We’re two weeks into a new year and, if you step outside the Brexit-dominated bubble for a moment, the UK in 2019 can seem like quite a positive place to live.
The economy is growing, albeit not as quickly as in some other similar countries, and unemployment has rarely been lower.
Of course it’s difficult to ignore the dark clouds of Brexit and the dire warnings we’re all sick of hearing, about the disasters that await us if we crash out without a deal.
It may seem like an odd thing to hear in this of all weeks, but there are other more powerful forces that are moving more slowly and with less fanfare, but which will play a more significant role in all of our lives.
Brexit is just one symptom of a global shift in ideas and capital that are changing the nature of the way we trade and work.
What you may have missed beneath the deafening chatter about Mrs May’s deal is what’s happening outside your front door.
If you live in the West Midlands, you’ll have been shocked by last week’s announcement that Jaguar Land Rover is to shed 4,500 UK jobs.
The company was at pains not to make this bombshell about Brexit; rather it’s about demand in China and diesel engines falling out of favour. Almost as a footnote, was the revelation that 2,350 of the mainly manufacturing jobs, will switch from Solihull to JLR’s newly built plant in Slovakia.
Ford also signalled the impending loss of 1000 workers – more than half of the work force – at its production plant at Bridgend.
Both are part of a continuing movement of jobs to lower-cost states in the EU and further afield, including in South America, South East Asia and the Far East.
Relocating to those areas not only saves on commercial property costs, taxes and salaries but results in bosses dealing with weaker labour regulations and less unionised workforces.
And it’s not just shop-floor workers who are affected. Increasingly, employers are replacing mid and senior-level executives with cheaper managers. Some are given the chance to relocate, if they speak the language, but companies count on most not moving.
Executives in these positions are older, with families, and are not be minded to take children out of schools and uproot away from friends. A spouse may not be able to find a suitable job in the new country.

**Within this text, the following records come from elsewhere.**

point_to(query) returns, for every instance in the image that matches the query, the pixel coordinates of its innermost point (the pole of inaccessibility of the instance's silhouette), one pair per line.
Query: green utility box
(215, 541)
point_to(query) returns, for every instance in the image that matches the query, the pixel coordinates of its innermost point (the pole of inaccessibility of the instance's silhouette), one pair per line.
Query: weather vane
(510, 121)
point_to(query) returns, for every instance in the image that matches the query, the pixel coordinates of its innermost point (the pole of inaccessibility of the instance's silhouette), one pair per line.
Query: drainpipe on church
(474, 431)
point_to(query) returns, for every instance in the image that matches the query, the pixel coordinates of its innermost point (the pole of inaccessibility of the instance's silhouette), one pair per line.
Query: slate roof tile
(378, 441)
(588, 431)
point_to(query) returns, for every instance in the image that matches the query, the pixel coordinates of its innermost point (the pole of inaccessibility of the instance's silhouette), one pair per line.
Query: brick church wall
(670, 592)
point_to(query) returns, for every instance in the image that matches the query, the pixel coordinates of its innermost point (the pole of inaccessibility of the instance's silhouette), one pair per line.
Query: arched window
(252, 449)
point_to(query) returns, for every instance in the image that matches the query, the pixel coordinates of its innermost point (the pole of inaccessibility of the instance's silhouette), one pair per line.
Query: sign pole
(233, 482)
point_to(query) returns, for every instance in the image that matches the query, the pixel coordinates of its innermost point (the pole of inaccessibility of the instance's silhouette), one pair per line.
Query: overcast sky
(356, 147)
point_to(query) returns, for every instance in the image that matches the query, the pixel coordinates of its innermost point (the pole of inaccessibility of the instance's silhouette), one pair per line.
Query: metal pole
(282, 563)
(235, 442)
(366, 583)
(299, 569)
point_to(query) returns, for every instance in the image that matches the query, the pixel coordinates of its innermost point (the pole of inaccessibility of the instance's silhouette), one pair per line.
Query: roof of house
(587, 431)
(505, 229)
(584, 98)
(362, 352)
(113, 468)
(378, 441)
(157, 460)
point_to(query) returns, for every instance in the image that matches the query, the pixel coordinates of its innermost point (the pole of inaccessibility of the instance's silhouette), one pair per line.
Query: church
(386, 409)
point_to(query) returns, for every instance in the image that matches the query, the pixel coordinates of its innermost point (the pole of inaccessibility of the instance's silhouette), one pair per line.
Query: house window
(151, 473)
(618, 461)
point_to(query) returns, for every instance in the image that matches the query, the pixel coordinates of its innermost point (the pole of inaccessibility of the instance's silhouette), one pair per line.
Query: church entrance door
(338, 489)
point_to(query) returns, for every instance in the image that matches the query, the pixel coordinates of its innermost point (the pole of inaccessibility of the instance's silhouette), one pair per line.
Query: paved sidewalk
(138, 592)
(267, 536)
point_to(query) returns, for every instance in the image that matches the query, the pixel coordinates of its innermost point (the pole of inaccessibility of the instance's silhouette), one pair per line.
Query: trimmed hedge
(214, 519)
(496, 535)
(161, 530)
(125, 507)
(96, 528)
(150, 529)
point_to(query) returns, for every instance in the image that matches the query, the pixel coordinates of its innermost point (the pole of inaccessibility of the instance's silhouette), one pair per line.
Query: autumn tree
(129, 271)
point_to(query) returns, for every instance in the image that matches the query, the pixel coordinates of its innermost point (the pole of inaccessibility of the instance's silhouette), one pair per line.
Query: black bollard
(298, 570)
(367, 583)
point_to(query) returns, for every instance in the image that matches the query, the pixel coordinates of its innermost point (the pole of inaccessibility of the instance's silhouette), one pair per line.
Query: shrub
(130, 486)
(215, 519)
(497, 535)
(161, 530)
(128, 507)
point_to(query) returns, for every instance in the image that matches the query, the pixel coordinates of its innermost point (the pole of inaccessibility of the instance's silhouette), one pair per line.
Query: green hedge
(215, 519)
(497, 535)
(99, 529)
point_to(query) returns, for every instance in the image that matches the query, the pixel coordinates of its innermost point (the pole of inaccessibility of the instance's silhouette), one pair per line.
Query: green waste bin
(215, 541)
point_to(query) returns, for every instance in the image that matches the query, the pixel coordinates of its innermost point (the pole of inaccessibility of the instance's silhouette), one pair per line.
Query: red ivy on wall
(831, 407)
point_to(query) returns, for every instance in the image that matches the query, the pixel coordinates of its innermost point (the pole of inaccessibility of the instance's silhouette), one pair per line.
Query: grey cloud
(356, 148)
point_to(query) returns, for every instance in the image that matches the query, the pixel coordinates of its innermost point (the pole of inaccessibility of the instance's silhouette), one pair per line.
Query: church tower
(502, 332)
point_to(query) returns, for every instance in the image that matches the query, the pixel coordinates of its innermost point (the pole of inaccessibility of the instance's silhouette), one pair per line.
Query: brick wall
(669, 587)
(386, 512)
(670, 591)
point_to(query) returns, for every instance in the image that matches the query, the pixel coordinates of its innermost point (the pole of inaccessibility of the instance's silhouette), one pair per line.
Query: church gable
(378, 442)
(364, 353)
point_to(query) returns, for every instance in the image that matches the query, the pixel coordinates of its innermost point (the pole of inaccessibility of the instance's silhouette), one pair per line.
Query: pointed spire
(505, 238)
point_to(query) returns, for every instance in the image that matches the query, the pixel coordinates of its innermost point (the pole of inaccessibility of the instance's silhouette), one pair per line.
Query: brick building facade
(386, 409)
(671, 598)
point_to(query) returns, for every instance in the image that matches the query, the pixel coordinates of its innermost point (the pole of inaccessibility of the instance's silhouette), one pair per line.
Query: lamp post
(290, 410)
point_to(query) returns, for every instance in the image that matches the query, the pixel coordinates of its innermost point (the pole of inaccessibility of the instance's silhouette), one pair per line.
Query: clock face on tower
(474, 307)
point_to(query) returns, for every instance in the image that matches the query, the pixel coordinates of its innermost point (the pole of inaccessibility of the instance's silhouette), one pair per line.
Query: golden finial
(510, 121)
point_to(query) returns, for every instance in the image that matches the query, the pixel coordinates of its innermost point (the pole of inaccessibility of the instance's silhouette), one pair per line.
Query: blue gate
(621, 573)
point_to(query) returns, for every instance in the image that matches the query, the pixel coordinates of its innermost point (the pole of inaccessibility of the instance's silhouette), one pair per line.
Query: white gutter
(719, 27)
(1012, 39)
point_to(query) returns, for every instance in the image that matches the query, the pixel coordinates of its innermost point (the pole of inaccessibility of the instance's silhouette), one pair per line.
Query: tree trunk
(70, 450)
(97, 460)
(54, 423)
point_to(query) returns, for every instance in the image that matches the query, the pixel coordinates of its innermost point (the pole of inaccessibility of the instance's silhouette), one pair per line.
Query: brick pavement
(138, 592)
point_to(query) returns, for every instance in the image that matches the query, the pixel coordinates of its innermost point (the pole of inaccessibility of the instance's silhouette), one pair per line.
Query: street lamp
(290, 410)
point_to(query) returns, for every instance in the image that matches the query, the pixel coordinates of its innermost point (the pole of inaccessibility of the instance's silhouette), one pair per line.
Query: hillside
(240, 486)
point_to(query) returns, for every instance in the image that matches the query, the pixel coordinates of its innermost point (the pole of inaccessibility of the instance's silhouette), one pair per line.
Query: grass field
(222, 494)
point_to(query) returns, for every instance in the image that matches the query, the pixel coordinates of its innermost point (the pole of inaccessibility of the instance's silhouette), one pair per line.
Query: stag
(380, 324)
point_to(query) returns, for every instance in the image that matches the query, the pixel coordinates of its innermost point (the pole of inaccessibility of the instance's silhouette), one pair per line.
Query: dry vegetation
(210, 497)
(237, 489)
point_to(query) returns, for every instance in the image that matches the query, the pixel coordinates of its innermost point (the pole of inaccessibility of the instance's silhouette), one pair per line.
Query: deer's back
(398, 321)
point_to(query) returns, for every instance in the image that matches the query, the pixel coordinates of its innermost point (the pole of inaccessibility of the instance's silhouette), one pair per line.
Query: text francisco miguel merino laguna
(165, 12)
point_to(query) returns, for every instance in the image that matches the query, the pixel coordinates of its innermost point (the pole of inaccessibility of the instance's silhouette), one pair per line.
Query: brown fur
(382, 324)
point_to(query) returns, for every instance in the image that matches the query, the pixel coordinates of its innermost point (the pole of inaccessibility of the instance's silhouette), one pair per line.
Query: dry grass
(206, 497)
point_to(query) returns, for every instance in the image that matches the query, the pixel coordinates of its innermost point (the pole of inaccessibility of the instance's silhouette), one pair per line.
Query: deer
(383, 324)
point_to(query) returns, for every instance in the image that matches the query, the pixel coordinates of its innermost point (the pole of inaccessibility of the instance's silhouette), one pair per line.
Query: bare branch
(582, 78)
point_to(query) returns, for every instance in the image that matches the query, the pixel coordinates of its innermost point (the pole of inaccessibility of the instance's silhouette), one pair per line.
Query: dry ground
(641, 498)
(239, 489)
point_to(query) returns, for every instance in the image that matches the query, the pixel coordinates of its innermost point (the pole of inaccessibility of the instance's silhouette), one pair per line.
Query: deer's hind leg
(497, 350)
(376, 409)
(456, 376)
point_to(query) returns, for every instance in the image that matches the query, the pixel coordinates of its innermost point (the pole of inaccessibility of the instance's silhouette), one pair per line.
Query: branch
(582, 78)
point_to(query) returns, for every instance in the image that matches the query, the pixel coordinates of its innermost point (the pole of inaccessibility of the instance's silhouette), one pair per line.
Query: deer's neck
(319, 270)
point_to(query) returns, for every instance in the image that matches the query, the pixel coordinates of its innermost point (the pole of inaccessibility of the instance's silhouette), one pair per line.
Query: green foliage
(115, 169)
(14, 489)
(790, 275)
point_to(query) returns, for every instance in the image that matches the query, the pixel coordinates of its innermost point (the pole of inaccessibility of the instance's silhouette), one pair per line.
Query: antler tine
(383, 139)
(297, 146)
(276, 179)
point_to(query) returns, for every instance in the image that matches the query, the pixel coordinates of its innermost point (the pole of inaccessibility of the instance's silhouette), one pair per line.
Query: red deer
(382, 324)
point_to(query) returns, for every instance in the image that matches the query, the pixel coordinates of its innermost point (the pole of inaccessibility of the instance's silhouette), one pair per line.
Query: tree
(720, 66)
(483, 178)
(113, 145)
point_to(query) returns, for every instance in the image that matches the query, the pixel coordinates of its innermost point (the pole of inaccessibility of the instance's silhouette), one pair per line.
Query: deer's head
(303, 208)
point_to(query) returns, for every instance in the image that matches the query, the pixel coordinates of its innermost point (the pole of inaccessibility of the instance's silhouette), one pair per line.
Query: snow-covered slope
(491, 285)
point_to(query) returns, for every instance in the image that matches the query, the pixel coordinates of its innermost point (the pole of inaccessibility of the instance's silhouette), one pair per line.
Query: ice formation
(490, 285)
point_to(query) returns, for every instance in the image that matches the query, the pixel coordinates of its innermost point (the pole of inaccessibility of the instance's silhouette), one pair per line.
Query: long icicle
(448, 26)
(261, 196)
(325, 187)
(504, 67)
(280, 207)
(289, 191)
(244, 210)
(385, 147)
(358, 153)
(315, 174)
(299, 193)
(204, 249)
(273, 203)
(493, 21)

Most are pressured into taking a redundancy deal and, when they leave, their positions are downgraded and given to younger replacements for less money.
Those who opt to relocate don’t complain or push for a wage rise for fear of being sacked or forced to relocate again.
Alongside this ongoing trend is the inexorable rise of Artifical Intelligence (AI) which is being pushed into virtually every workplace as a panacea for achieving greater efficiencies without the need for pesky humans.
Meanwhile, historically high employment levels can’t continue forever; tax cuts and other fiscal stimuli that have attracted companies to the UK, helping to create an employment boom, will end when the public’s patience with austerity finally snaps and government is forced to divert some of that money into shoring-up the country’s failing infrastructure.
While ministers crow that we have full employment, wages have stagnated and, in real terms, many people are worse off than a decade ago. Many people have taken jobs beneath their skills and educational qualifications and have been reluctant to push for a raise for fear of losing their income.
And so, to Brexit. A large number of people voted Leave because they resented the arrival of large numbers of migrants, mainly from Eastern Europe, taking jobs and working for poverty wages, at least by British standards.
This has been an issue for all developed economies and there’s no guarantee Brexit will end it. Leaving and striking trade deals with Commonwealth countries could well lead to the arrival of migrants willing to work for even lower wages that their comparatively affluent EU counterparts.
Irrespective of what immigration rules are introduced post-Brexit, the growing trend toward remote working means overseas workers will continue to work for UK companies without having to set foot on British soil.
On a positive note, working from home will become widely acceptable for all as companies realise they can save on expensive office costs and pay people lower wages for allowing them the luxury of working in their dressing gowns.
The downside is that this new army of home workers will be ever more closely monitored by a new generation of Big Brother technology created to scrutinize each and every task they perform.
Educated, middle-class Brits in mid and senior management positions will be replaced by younger, remote workers in low-wage states around the world.
The new Masters of the Universe will not be bankers and hedge fund managers but tech-savvy developers providing companies with game-changing business management software.
This environment will suit people who thrive in an environment of change. Rapid developments will create new opportunities for smart, ambitious, risk takers with the foresight to benefit from the chaos. The rest of us will be left to ponder where it all went wrong while we were obsessing about Brexit.